The transmission of new ideas is difficult when the channels for propagation are controlled by those whose power will be jeopardized if people are exposed to opposing views. For example, there was a time when church and political authorities controlled the translation and publication of the Bible. The printing press made it possible to disseminate new ideas to the masses at low cost. Of course, there was a high price to pay for those who used the new medium. For example, William Tyndale’s English translation was banned by the authorities because it was viewed as a threat to the religious and political status quo. For his efforts, Tyndale was burned at the stake in 1536 at the instigation of agents of Henry VIII and the newly formed English Church. Even so, Tyndale and those who followed him persevered and changed their world and ours:

It is surprising that the name of William Tyndale is not more familiar, for there is no man who did more to enrich the English language. Tyndale is the man who taught England how to read and showed Shakespeare how to write. No English writer—not even Shakespeare—has reached so many. According to a recent exhibit co-sponsored by the British Library and the Library of Congress: “Contrary to what history teaches about Chaucer being the father of the English Language, this mantle belongs to William Tyndale, whose work was read by ten thousand times as many people as Chaucer.”

Tyndale’s contributions, enshrined in his and subsequent English Bibles, molded the speech of even those who condemned him. The British Library described Tyndale’s New Testament as “the most important printed book in the English language” and paid more than one million pounds for it. Only two complete copies are known to have survived: most were burned or literally read to pieces.[1]

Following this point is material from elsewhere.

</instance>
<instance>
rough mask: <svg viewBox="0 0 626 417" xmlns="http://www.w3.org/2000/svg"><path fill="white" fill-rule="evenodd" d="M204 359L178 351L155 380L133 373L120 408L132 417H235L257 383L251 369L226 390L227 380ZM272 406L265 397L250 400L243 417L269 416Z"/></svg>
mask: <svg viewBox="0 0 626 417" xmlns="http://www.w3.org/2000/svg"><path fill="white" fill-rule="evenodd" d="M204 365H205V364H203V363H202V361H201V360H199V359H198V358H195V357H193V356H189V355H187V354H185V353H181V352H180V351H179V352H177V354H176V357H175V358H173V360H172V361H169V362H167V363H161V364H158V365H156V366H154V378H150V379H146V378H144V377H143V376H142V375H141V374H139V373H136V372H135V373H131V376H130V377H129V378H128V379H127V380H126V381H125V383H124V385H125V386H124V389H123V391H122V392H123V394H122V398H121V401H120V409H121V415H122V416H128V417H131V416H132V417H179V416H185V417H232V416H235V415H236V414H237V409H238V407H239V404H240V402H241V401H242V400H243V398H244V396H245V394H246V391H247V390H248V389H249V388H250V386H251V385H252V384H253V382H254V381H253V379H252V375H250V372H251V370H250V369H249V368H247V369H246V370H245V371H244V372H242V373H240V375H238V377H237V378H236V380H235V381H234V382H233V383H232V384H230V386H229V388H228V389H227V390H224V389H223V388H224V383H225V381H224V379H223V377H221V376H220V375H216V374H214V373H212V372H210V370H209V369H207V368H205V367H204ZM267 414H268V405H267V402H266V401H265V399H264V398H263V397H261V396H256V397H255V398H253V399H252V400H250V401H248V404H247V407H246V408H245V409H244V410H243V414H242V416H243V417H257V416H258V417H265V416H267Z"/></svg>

King James I of England (VI of Scotland) (1566–1625) had a strong distaste for the Geneva Bible because he believed that some of its notes called into question the guarded principle of the “divine right” of kings. For example, the note on Exodus 1:19[2] read: “Their disobedience in this was lawful, but their deception is evil.” Unlike the King James Version, the translation project of the Geneva Bible project was funded by English exiles living in Geneva, Switzerland, not by a church or civil government. Gutenberg’s printing press made it possible. Christians embraced the new technology.

Endnotes:

[1] http://www.williamtyndale.com/0crimesofwilliamtyndale.htm
[2] “And the midwives said unto Pharaoh, Because the Hebrew women [are] not as the Egyptian women; for they [are] lively, and are delivered ere the midwives come in unto them.”